Similar to an installment sale to an IDGT, the transfer of property to the trust will not trigger a capital gains tax to the donor, and the annuity payments from the trust to the donor will not be taxable. However, because the annuity payments are not “interest only” as they often are in an installment sale, the economic benefits of a GRAT may not be as favorable. As a result, individuals sometimes create a series of short-term, rolling GRATs (the donor funds a new GRAT each year with the annuity from the previous GRAT) rather than a single GRAT, to increase the wealth transfer benefits and capitalize on market volatility.3
Example: Assume a gift to a 5-year GRAT of a partnership interest with a net asset value of $1.5 million and a discounted value of $1 million, with a 1.8% IRS interest rate. The partnership interest is reinvested in an asset that generates a 5% pre-tax return. After 5 years, the remainder beneficiaries should have $748,910.
Description: This chart shows the wealth transfer benefit of a donor creating a GRAT with an asset that has a discounted value and when interest rates are low.4
Charitable Lead Annuity Trust (CLAT)
A CLAT functions in the same way as a GRAT except for one key difference: the annuitant is a charity rather than the grantor. As compared to other techniques, CLATs serve to reduce a donor’s estate rather than freeze its value, since the donor does not receive any annuity payments.

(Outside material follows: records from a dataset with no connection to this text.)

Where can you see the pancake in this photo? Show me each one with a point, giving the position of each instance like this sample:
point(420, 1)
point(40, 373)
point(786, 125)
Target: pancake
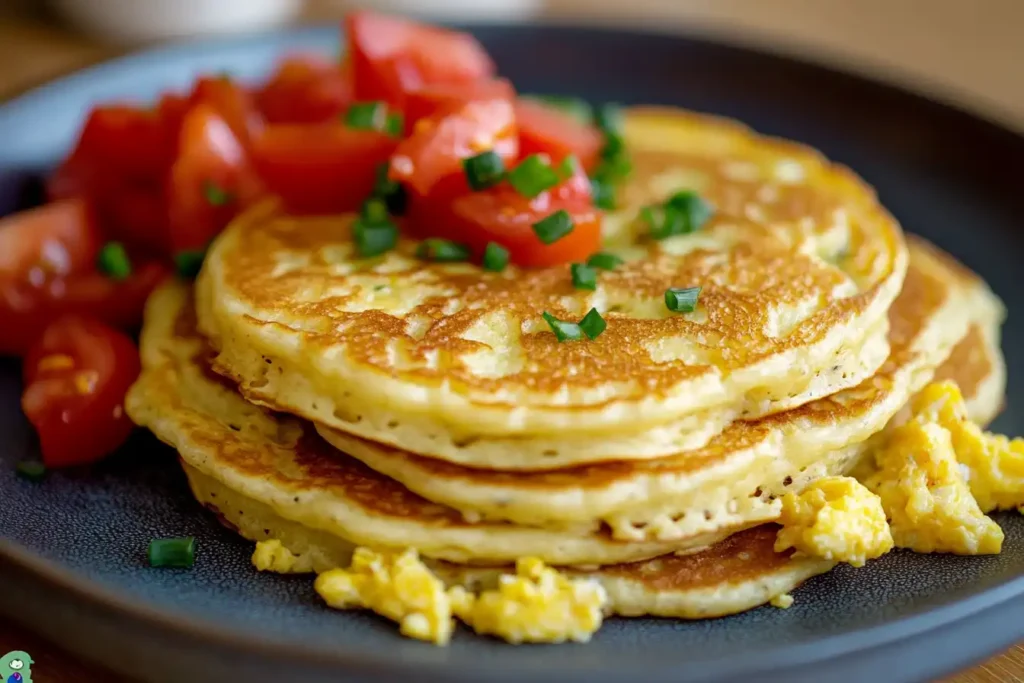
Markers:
point(242, 455)
point(742, 469)
point(799, 266)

As a result, for individuals who are philanthropic, are comfortable with losing control of, and income from, the assets with which they want to do planning, and wish to transfer asset appreciation to individual beneficiaries without paying gift tax, a CLAT can be an attractive solution.
Example: Assume a cash gift of $1 million to a 20-year CLAT, with a 1.8% IRS interest rate. The cash is invested in an asset that generates a 5% pre-tax return. After 20 years, the remainder beneficiaries should have $670,002, and charity should have received $1,199,600 over the 20-year term.
Description: This chart shows the wealth transfer and philanthropic benefits of a donor creating a CLAT when interest rates are low.4
What is a “grantor trust”? A trust usually pays its own taxes, with highly compressed brackets. A trust can be structured so that the grantor—not the trust—is responsible for paying tax on income earned in the trust. This allows the trust assets to grow effectively income-tax-free.
Grantor trust status also means that transactions between the trust and the grantor are ignored for income tax purposes. This means that sales by a grantor to his or her trust do not trigger capital gains tax, and interest paid on a note is neither deductible by the trust nor taxable to the grantor.
For more information and additional considerations related to any of these strategies, contact your J.P. Morgan Representative.
1The interest rates that apply to wealth transfer strategies are the applicable federal rate (which applies to intra-family loans and installment sales) and the §7520 rate (which is used to calculate annuity payments for GRATs and CLATs). These rates are adjusted monthly.
2If the annuity needs to be paid to the grantor “in kind,” the benefit of the discounted value will be reduced.
3Results calculated using “NumberCruncher” software and J.P. Morgan Securities calculations. J.P. Morgan Securities LLC is not a legal or tax advisor.
4This example does not reflect the performance of any specific vehicle and is based solely on the hypothetical illustration cited. Hypothetical examples are not intended to serve as a projection of any result.